Setting, Meeting Financial Goals

When you were making those New Year's resolutions, you may have thought about some financial goals for 2007 and beyond.

On The Early Show Tuesday, radio host and financial adviser Dave Ramsey offered advice on making some changes in your financial life designed to set, and reach goals.

It all begins with planning.

You may think you set goals for the new year but, according to Ramsey, your goals could actually just be dreams. The problem is that dreams are wishes that seldom, if ever happen; they are fun, but they don't get you anywhere.

Vision, on the other hand, means having a clear picture of what you want, and being determined to make it happen.

Goals are the very practical building blocks that make visions come true.

For example, a dream would be to have no financial worries. A vision might be to become a millionaire. A goal, to pay off debt. A method, to contribute to your 401(k).

"The sad thing is that few people have goals and so few people convert their vision into action," Dave writes in his February 2002 book, "More Than Enough."

To read excerpts, click here.

Ramsey says it's important to set goals in all areas of your life — financial, social, family, etc. It's OK to be working on multiple goals at once, he says, as long as you follow through with them. Notice he doesn't say as long as you achieve the goals. He believes that once you've set a goal, you can't really fail unless you give up. As long as you're working toward the goal, you're improving your life, and that's what's important.

It's clear that Ramsey feels strongly about goals, because he asks everyone in his office to set a goal when they begin working with him, as he explains in "More Than Enough."

"At our office," he writes, "our team members are required to memorize and take into their gut our mission statement. They must chew it and swallow it down because our mission statement is the core vision of who we are.

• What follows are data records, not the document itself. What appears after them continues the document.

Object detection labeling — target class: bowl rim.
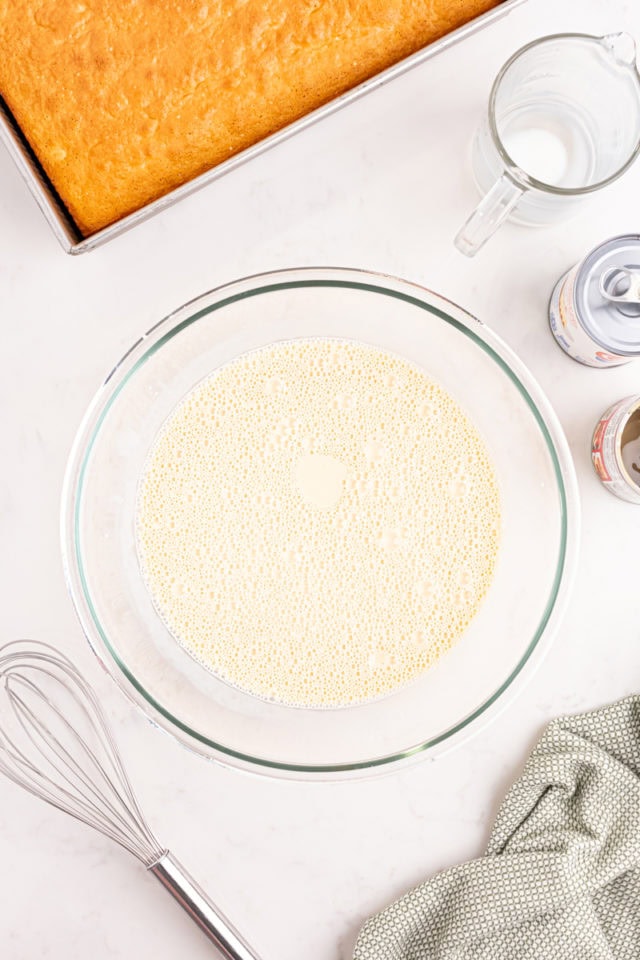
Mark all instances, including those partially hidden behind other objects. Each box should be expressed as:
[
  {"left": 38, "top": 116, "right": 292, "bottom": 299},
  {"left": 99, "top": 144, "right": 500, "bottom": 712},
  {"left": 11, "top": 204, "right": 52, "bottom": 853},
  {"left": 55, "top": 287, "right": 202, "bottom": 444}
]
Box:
[{"left": 60, "top": 266, "right": 580, "bottom": 779}]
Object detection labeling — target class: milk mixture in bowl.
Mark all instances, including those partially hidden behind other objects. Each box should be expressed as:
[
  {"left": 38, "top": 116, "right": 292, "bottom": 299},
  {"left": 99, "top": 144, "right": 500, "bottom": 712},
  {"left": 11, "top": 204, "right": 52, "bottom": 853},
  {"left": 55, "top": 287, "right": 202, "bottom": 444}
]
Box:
[{"left": 136, "top": 338, "right": 501, "bottom": 707}]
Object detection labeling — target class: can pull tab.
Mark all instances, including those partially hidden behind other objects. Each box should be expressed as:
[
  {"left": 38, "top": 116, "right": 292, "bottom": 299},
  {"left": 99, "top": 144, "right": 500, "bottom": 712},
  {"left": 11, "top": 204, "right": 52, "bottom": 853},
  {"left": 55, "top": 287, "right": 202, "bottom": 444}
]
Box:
[{"left": 599, "top": 266, "right": 640, "bottom": 305}]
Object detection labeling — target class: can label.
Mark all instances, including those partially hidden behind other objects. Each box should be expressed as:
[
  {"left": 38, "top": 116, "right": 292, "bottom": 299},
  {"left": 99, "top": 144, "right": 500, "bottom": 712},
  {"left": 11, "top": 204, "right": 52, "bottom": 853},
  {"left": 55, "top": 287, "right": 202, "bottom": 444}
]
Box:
[
  {"left": 591, "top": 395, "right": 640, "bottom": 504},
  {"left": 549, "top": 267, "right": 630, "bottom": 368}
]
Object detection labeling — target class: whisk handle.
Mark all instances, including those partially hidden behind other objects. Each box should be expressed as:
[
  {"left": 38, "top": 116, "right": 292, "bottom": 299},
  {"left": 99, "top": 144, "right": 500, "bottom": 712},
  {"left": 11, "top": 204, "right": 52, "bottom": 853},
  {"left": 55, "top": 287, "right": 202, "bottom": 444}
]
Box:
[{"left": 150, "top": 852, "right": 261, "bottom": 960}]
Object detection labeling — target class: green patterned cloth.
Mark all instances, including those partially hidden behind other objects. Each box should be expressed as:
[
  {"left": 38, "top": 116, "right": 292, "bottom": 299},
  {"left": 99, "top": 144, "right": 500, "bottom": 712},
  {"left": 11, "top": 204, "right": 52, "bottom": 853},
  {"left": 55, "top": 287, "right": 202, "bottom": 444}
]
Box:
[{"left": 354, "top": 697, "right": 640, "bottom": 960}]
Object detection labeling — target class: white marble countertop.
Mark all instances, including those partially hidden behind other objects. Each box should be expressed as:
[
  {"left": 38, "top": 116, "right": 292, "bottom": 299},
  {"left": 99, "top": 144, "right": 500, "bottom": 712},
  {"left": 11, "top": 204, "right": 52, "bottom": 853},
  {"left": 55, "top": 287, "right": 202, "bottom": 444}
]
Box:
[{"left": 2, "top": 0, "right": 640, "bottom": 956}]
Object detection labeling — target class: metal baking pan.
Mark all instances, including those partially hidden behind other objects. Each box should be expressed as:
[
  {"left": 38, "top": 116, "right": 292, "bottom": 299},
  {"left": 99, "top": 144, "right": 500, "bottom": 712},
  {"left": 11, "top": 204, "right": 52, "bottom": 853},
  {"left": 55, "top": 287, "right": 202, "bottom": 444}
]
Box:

But we don't stop there. Every member of the team is required to have a personal mission statement that he writes down and which is kept is in his personnel file. Once a team member has the company and personal vision set, then we require personal goals showing how he will play his vision out in the real world. ... I do not set goals for our team, ever. They set their own goals, and the passion that flows from their shared vision has created a team of people pulling together with an intensity that is incredible."

Each year, Ramsey presents goal-setting and achieving ideas in a speech to his staff. He talks about the importance of goals and how to go about setting them. And he says that, each year, he'll have one or two people quit after they hear the speech, because they realize their current job isn't helping them meet their personal goals.

All goals are not created equal, Ramsey stresses. What makes a good goal? How do you know that a goal can be achieved?

Ramsey says all goals must:

1. Be yours: They can't be somebody else's goals for you (for instance, a financial planner saying you need to save for retirement). They shouldn't be another person's ideas or suggestions. You must own the goal.

2. Be Specific: Enough said.

3. Be Measurable: If you're making a financial goal, it's easiest to measure your progress if you have a specific number in mind: "I'll pay off $10,000 worth of debt this year; I'll send $300 to my credit cards each month; I'll save $250 for my child's college fund each month," etc.

4. Have a Time Limit: Decide you are going to accomplish your goal in a week, a month, or a year. Any limit is fine, you just need to have a finish line. That enables you to back into your goal and figure out exactly what you need to do, when. For instance, do you want to pay off your debt of $1,000 in a year, or 10 years? That limit will certainly affect the goal you set.

Once you start working on your goals, you might find you need to lower or increase your expectations, and it's perfectly acceptable to alter your goals at any point. If your goals become unrealistic, you're not going to achieve them; you will feel stuck and quit.

And, Ramsey stresses, it really is important to write your goals down. A study of Harvard graduates found that after two years, the three percent who had written goals achieved more financially than the other 97 percent combined!